Al respecto, comparte que, “una vez que una presenta los bocetos y comienza el diálogo, el equipo de sastrería aporta muchas ideas. Son muy buenos aconsejando sobre telas o tipos de fabricaciones, y lo hacen con cariño y suma disposición. Tratan de ayudar, de resolver de la mejor manera posible; incluso, de ser necesario, se las ingenian para inventar métodos de armado de prendas, lo cual, como diseñadora, te permite pensar piezas más complejas. No hay mucha gente que tenga tanto conocimiento para lograr una alta calidad de vestuario teatral”. Detalla Gerdelics que, para Carnicera, la principal dificultad fue “fabricar dos cascos de astronauta. Tuvimos que crear un método para armarlos con telas, que engañaran al ojo: tenían que parecer duros, no cosidos, además permitir una correcta circulación de aire”.
La diseñadora consultada -que a menudo trabaja con vestuario contemporáneo- responde a una cuestión clave, ¿qué diferencia la ropa de calle de la teatral? “En vestuario, cada pieza lleva un signo o un significado agregado que ayuda a la caracterización.
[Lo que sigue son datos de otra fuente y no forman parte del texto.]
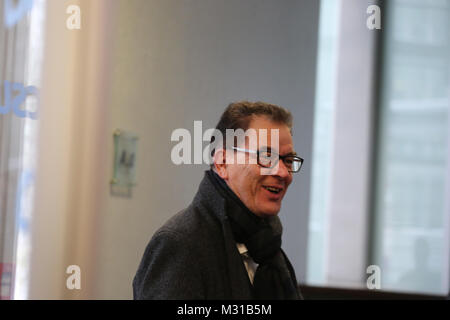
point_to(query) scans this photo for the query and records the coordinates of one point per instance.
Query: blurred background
(82, 81)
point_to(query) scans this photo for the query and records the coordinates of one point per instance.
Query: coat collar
(209, 198)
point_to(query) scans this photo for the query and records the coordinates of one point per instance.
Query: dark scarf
(262, 237)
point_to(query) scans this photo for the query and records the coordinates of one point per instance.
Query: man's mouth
(274, 190)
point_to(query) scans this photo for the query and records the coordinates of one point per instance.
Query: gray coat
(194, 255)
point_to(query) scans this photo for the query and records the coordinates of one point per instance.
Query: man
(227, 243)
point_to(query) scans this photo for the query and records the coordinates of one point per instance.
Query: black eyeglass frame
(257, 152)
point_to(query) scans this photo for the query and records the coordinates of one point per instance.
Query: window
(411, 234)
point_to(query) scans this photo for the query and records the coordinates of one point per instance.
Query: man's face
(246, 179)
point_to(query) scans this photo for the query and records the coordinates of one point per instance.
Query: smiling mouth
(274, 190)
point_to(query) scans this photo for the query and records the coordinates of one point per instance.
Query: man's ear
(220, 163)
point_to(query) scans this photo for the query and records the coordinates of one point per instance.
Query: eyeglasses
(269, 159)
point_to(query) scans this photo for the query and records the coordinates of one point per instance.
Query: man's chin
(269, 211)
En cierto sentido, está un poco exagerado lo que el personaje usaría en la vida real. Además, es muy importante la practicalidad, hay que contemplar cuán cómodo será para el actor, cuánto calor le dará sobre el escenario, cómo se verá de la primera a la última fila, cómo se comportará el material con el correr de las funciones, cuán fácil será limpiarlo…”.
En términos generales, ¿qué aspectos se tienen en cuenta al momento de diseñar el vestuario? Responde Gabriela Gerdelics: “Después de leer el texto, trato de desarrollar un lenguaje particular, un estilo que sea diferente y apropiado para cada obra, teniendo en cuenta los cuerpos de los actores, los bailarines, los acróbatas: importa la comodidad, es fundamental que las prendas funcionen como una segunda piel. Después considero la escenografía y las luces; la amplitud de espacio, la paleta de colores, las texturas… Los distintos rubros necesitan dialogar para lograr un tableau vivant, una pintura viviente”.